Using a full bridge rectifier, I got the following waveform:

enter image description here

The waveform was sampled every 2 millisecond using an Arduino. Upon fourier analysis, I found that it contained a 100 Hz signal.

Since the supply frequency is 50hz in my region and being rectified the waveform is 100 Hz.

But I want to use opamps as a precision rectifier to get smaller voltages than the diode drop. I am using the below configuration. I tested the configuration by setting the input as positive and negative DV voltage from a battery and the negative DC was given as positive DC by the opamp.

schematic

simulate this circuit – Schematic created using CircuitLab

This is the current waveform obtained I got from the opamp:

enter image description here

The zero point of the waveform keeps changing periodically.

Is this a problem with the opamp configuration, or is there a better way to do full wave rectification using a single supply opamp?

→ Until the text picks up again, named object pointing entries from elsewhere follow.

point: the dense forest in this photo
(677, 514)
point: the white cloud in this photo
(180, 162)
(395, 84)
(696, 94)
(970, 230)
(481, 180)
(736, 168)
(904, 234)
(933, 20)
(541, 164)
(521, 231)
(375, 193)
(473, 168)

EDIT: I meant to use 10 kiloohm resistors, not 10 ohm. 240-24 volt step down transformer signal divided between 10kiloohms and 1 ohms resistor UPDATE: The opamp configuration was working perfectly fine. The original signal contained the zero point oscillation.The full bridge rectifier's output was not showing this output because it was not strong enough to overcome the diode voltage drop. After increasing the voltage i was able to see the same signal from the full bridge rectifier as well. Phew!!!! Finding out ground truth is very important.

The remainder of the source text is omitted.